# sauces, James peterson



## chouxbacca (Aug 10, 2001)

well, the book is called sauces, classical anbd contemporary. It is the best book I have ever seen on this particular subject. the guy goes far into the depth of sauce making and definition, not to mention the recipes, and it is quite a good read as far as keeping you interested goes, I highly reccomend this to anyone willing to look at it. Your public library should have it(and youd personal library should too), if your city is big enough...they did, after all, in peterborough.


----------



## chiffonade (Nov 29, 2001)

James Peterson is a former dean at Peter Kump's (where I went to culinary school). His book _Sauces_ is really an in-depth lesson into sauce making and not just a one dimensional list of recipes.
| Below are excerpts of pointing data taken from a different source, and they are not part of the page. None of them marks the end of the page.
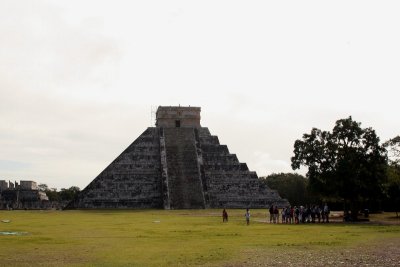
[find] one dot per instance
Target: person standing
(271, 213)
(224, 216)
(247, 215)
(326, 212)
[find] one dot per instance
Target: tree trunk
(354, 210)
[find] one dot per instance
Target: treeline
(65, 194)
(296, 189)
(348, 165)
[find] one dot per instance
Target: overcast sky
(78, 79)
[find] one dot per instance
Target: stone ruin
(25, 195)
(176, 165)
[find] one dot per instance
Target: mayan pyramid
(176, 165)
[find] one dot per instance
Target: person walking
(224, 216)
(247, 215)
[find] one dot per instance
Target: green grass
(167, 238)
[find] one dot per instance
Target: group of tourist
(301, 214)
(292, 214)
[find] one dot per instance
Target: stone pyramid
(176, 165)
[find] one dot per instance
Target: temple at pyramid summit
(176, 165)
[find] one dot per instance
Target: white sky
(78, 78)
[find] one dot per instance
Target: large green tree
(347, 164)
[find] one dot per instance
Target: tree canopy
(347, 164)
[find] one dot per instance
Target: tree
(292, 186)
(393, 183)
(347, 164)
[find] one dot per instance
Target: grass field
(180, 238)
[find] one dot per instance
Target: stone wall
(132, 180)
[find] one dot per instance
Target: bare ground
(382, 253)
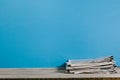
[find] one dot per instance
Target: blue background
(46, 33)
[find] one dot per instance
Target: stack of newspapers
(91, 66)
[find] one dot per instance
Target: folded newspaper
(91, 66)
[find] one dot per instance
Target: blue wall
(45, 33)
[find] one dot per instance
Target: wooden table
(51, 74)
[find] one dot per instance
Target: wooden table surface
(48, 73)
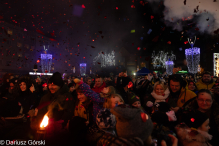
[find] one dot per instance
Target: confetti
(39, 31)
(149, 31)
(133, 31)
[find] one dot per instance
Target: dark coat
(59, 106)
(213, 115)
(27, 99)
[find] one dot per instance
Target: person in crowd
(194, 129)
(192, 86)
(178, 93)
(123, 85)
(144, 90)
(9, 95)
(24, 93)
(133, 127)
(40, 91)
(134, 101)
(84, 107)
(216, 92)
(217, 80)
(99, 84)
(159, 94)
(56, 104)
(105, 124)
(72, 90)
(206, 82)
(108, 81)
(4, 88)
(97, 99)
(205, 103)
(113, 101)
(89, 81)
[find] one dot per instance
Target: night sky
(106, 25)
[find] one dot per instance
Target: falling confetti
(133, 31)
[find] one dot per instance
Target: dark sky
(104, 24)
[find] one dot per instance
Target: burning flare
(45, 121)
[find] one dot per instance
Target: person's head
(98, 81)
(71, 87)
(89, 80)
(191, 85)
(81, 97)
(204, 100)
(53, 88)
(216, 88)
(132, 122)
(217, 80)
(23, 86)
(55, 82)
(107, 91)
(175, 83)
(38, 80)
(206, 77)
(113, 101)
(134, 100)
(11, 84)
(159, 88)
(197, 120)
(105, 119)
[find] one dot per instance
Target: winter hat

While I enjoyed his detailed excursion into _Sauces,_ his book, _Soups_ didn't ring any bells for me. Soup is primarily supposed to be simple and comforting. If one were to put the amount of work into soup as he does, you would expect more in the end than a bowl of liquid. No doubt the recipes _taste_ fantastic, but you have to decide whether you want to perform that many steps to arrive at soup.


----------



## suzanne (May 26, 2001)

I've got 3 of his books: the aforementioned _Sauces_, and also _Vegetables_ and _Fish and Shellfish_. Given their size and his reputation, I expected them to be really, I mean *REALLY* comprehensive. But more than half the time I've looked something up, it wasn't there (or at least I couldn't find it in the index). For example, when I was researching the question somebody here had about Thomas Keller's resting sauce (Beurre manie? Beurre monte? Beurre fondu? Beurre blanc?), there was no mention of beurre monte. A minor disappointment, but still...

As for _Vegetables_, it's okay, but to me the absolute best is Elizabeth Schneider's newest: _VEGETABLES from Aramanth to Zucchini_. Her books are the best I've found for current reference on ingredients and uses. As soon as I've looked at it more, I'll put up a thread.


----------